Now that you know what to ask about, avoid questions that show:
1.You did not carry out research about the job or company:
A recruiter expects you to have some information about the company and role you are going to be interviewed for. Asking obvious questions that make you look like you did not research anything about the company could affect you negatively. Here are some obvious questions you should avoid:
- What does the company do?
- Who are your main company’s competitors?
- What products do you deal in?
- Do you have branches in other countries or places?
- What am I supposed to do in this role?
2.You are more interested in the salary and benefits of the job than the job:
It is okay to inquire about what benefits and salary the offer is to give but not at this stage of the recruitment process. The best time to ask such questions is when you have got the offer and are negotiating your remuneration package
Asking these questions too early communicate to a recruiter that you are more interested in what the job has to offer than actually doing the job which is a negative perception for you. Stay away from questions such as:
- How much salary does the job offer?
- After how long can I request for a salary raise?
- By what percentage is the salary in this company increased by annually?
- What benefits do I get to enjoy as an employee of this company?
- How much do the employees in this role earn?
3.You may be a risk to hire:
Your main goal in an interview should be to present yourself as the best fit for the job and not to raise questions about you. Do not ask questions that could make the recruiter suspicious. Such questions include:
- Do you carry out background checks?
- Do you monitor how the internet in the organisation is used?

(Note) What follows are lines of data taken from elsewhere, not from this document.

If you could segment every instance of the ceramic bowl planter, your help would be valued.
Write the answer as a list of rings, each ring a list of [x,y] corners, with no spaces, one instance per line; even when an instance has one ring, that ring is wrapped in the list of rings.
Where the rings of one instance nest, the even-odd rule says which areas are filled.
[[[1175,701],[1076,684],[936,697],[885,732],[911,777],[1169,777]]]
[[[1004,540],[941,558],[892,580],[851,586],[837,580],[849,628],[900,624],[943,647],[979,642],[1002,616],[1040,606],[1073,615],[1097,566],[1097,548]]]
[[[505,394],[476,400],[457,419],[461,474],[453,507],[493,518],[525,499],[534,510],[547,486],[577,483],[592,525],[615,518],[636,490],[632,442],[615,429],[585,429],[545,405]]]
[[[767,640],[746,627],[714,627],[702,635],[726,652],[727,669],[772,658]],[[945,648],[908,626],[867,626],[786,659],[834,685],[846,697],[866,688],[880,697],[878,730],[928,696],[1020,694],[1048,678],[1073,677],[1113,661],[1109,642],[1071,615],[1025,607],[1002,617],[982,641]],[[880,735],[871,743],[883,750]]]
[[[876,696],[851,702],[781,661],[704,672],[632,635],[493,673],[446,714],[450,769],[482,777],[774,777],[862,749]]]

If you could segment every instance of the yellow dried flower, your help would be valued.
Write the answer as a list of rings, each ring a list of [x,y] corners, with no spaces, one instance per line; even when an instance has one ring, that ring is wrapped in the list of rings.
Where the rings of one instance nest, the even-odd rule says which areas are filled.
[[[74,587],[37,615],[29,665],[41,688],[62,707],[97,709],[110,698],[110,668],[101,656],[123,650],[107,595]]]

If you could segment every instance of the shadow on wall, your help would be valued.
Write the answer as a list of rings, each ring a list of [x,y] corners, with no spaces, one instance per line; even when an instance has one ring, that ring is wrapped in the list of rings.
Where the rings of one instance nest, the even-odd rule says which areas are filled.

- Can I report to work at whatever time is best for me provided I get my work done in time?
- Do I have to work very long hours?
- Do you carry out abrupt drug or alcohol tests here?
4.You will be such a demanding employee:
Do not ask questions that may make a recruiter believe you may be difficult to work with and are a lot to handle. Remember that you have not been offered the job yet and therefore, do not have the right to demand anything or what the company does not provide to other employees. Such questions include:
- Do I get my own office?
- Do I have to always ask my boss for permission each time I have to do things?
- I get regular back pains, can I have a specific chair made for me?
- Do I have to dress up in the uniform each time I am selling to clients?
- Does the company provide lunch or lunch allowances?
5.You like to intrude in other people’s lives:
In as much as you are allowed to direct some questions to a recruiter that may not necessarily be about the role or organisation, remember to be professional. Do not ask them questions such as:
- How old are you?
- Why are not married yet? Or Are you married?
- How much does this company pay you?
- How many children do you have?
- Are you free later for a date?
6.You are not interested in the role you are being interviewed for:
Whatever questions you have to ask, always ensure they are relevant and are connected to the role you are being interviewed for. Avoid, diverting too far from the role as a recruiter may think you are interested in something else. Such questions include:
- What other opportunities does the company have to offer?
- How long do I have to be in this role?
- After how long can I switch roles?
- What tasks do the other roles advertised entailed?
Is it possible for me to apply for a department transfer after some time?
Asking irrelevant questions is as bad as not asking any questions. Exploit the opportunity to showcase your personality, analytical skills, communication skills and interest in the job through asking well-thought and relevant questions. They will go a long way in landing you your dream job.